If you’ve been living under a rock, you probably missed the ongoing story around LK-99 — a claimed room-temperature superconductor. Last week, one member of the Korean research team responsible for developing LK-99 apparently went rogue and published a pre-review draft version of a paper describing this new material and claiming that it was a room-temperature, ambient-pressure superconductor. This set off an absolute frenzy on social media: People were live streaming attempts to replicate it; a Russian soil scientist claimed to have produced the material in her kitchen; it was a total spectacle. The day after the story broke, we put out a word of caution. The same day this was going on, there was a retraction about another supposed high-temperature superconductor; this kind of thing gets reported from time to time but so far hasn’t worked out. While I definitely stand by that initial take, LK-99 was not immediately debunked. There’s still significant contention and a lack of understanding around the mechanisms at . There are also an increasing number of papers and groups claiming to have replicated at least some elements of the Korean team’s results.
So, are we about to enter a new era of ultrafast computing, lossless sustainable energy, and more? You should still temper your expectations. There are some big challenges ahead, even if LK-99 turns out to be a room-temperature superconductor:
- Production: LK-99 relies on a very specific set of crystal structures to produce its unique effects. The method of production described by the Korean scientists and employed by groups trying to replicate it have very low yields. We’ll need a production method that is high yielding and reliable in terms of the crystal structure and purity and performance of the material that’s produced. This is entirely possible: We have a semiconductor fabrication ecosystem that is well designed for this type of challenge. The scale of material produced by that ecosystem is relatively low, so it’s going to be quite tough to produce sufficient wire for a transmission cable if we’re using semiconductor fabrication techniques.
- Current carrying capacity: A superconductor still has limitations, particularly how much electricity it can carry while maintaining its superconducting function. Essentially, it’s possible to put a few electrons across it, but if you try to ramp up the amperage, there could be a lot of issues. Again, this is important for energy applications: You need to be able to move a large number of electrons to do anything useful on the scale of the energy grid. There’s still a lot we don’t know about the performance of superconductors in this regard.

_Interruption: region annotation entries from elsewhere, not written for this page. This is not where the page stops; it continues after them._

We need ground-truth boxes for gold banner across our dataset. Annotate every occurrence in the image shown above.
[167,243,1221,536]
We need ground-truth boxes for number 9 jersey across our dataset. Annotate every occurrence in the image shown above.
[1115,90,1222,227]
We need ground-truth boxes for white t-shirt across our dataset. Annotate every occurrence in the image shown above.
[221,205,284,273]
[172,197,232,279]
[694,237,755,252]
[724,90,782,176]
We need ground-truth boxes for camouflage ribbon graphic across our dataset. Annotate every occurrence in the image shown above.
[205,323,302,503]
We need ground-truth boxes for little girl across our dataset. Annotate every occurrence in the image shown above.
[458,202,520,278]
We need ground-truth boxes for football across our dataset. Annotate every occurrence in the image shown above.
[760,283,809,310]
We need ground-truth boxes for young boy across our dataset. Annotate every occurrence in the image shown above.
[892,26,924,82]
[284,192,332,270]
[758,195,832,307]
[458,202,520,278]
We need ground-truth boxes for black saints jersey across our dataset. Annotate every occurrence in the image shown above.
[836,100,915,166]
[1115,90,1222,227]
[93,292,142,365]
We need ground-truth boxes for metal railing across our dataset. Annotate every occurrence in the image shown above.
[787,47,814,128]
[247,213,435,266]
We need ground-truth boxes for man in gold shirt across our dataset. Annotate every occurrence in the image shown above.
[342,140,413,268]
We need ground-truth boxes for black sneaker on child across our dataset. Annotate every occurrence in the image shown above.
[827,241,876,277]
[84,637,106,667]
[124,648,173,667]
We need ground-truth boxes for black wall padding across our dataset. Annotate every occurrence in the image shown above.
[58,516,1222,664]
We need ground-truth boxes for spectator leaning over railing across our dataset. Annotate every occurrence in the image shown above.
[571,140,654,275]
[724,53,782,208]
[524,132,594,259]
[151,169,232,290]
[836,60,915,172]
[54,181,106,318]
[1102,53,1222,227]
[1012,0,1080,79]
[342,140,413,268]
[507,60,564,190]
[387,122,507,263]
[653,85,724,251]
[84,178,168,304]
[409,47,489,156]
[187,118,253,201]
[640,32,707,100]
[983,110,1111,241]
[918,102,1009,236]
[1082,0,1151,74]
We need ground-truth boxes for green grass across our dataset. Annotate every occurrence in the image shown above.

- Durability: This is the big one: Many applications that could benefit from a room-temperature superconductor will require a lifetime that’s measured in years. For something in the energy grid, it’s going to need to be much longer than that: You don’t want to be replacing power cables every five years or even every decade. Those types of infrastructure need to last for 40 years at least. If the material degrades either from reacting with its environment or from current being transmitted across it, that will limit its potential uses in many of the most important and impactful applications. At this point, there’s just a lot we don’t know about the behavior of this material, how it functions, and its interactions in a wide range of real-world environments.
Now that I’ve thrown cold water all over LK99, let me back up and say this is potentially a really big deal. There’s a reason why room-temperature superconductors have been considered the Holy Grail of materials science: There’s a huge number of applications that could be improved by superconductivity, and more than that, there’s a huge number of potential applications that have not yet emerged. I had the opportunity to chat with the CEO of the Fusion Industry Association this week (look for that on the Innovation Matters podcast), and I asked him why fusion is happening now. One of the big things he pointed to was advances in magnetics. It’s unlikely that anyone developing those magnets had fusion in mind, but it’s still a benefit. A lot of the great, impactful products like the iPhone have come from the combination of tangentially related improvements in different technologies. The fact that we’ve potentially developed a room-temperature superconductor at the same time that we’re ramping up green electricity production is an exciting combination of facts. It’s hard to know what could emerge from this environment, but at a time when it seems like all the news about climate and innovation is depressing, this is definitely a reason for optimism.